In a lot of ways, Ahlers is similar to Rounds. On the topic of Native American relations, they both agree that the government should emphasize communication with tribal leadership and work to reform the Indian Health Service, the federal agency that has been reported to consistently administer subpar care on reservations. But Ahlers also argues that the federal government should take bolder steps. 

“I think that there’s an opportunity to sit down and work with leaders from other states to really start addressing our treaty obligations with our native populations,” Ahlers said. He told Native Sun News Today, “If that means making land deals at the state, federal or private level then we need to sit down and figure it out.” 

Despite his stronger stances on Native American relations, Ahlers sees himself as relatively moderate.

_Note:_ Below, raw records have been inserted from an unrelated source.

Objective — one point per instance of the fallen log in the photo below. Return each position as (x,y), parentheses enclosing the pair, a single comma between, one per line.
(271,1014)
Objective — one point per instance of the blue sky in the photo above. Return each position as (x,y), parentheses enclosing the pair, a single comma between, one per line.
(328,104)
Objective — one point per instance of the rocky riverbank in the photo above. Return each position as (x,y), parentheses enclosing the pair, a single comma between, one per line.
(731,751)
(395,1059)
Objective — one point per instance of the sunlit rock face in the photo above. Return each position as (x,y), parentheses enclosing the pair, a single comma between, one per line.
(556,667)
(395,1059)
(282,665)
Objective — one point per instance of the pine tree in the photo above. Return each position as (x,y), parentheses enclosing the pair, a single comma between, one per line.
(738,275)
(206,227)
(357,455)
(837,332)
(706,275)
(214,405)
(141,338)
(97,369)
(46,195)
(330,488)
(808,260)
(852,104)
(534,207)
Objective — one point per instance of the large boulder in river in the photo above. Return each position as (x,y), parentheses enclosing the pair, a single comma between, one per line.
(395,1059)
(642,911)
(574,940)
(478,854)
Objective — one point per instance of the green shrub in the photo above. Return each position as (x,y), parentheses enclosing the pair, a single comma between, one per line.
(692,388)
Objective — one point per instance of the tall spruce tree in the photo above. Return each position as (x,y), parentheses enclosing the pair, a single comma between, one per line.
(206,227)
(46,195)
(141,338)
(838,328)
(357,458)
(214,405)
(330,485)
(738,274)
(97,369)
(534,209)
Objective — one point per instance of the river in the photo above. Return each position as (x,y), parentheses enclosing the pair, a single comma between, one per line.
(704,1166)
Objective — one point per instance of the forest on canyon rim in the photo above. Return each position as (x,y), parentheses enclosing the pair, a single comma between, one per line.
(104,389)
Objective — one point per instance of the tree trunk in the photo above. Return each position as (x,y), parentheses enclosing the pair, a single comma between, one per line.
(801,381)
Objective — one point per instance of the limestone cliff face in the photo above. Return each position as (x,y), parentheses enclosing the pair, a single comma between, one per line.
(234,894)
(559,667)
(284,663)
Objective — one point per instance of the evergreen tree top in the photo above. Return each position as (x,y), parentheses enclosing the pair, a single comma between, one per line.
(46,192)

He said his experience with compromising at the state level is needed in Washington, D.C., where legislators are too focused on party politics. 

“You see that with my opponent. He’s always worked in the majority, so he’s never had to cross party lines and make the effort to do that,” Ahlers said. “There are a lot of people in Congress like that. I’ve always worked in the minority. I’ve had to cross party lines in order to get things done, and I know how to do it. I have a record of doing it.”

As a Democrat representing a red state, Ahlers may find that his party is at odds with many of his constituents, especially as it continues to drift to the left. One of the questions surrounding his candidacy is how he would approach a vote on controversial legislation like the Green New Deal or “Medicare for All.” 

He said in that context, communicating with voters is key. 

“If I’m on the opposite side of my constituents on a particular issue, then it’s going to be my job to make my case to the people who elected me, and then, they’ll have to decide whether or not I am reelected,” Ahlers said. “I am your average South Dakotan, when you think of where I come from, what I believe in. Ultimately, you’re elected to represent the people.”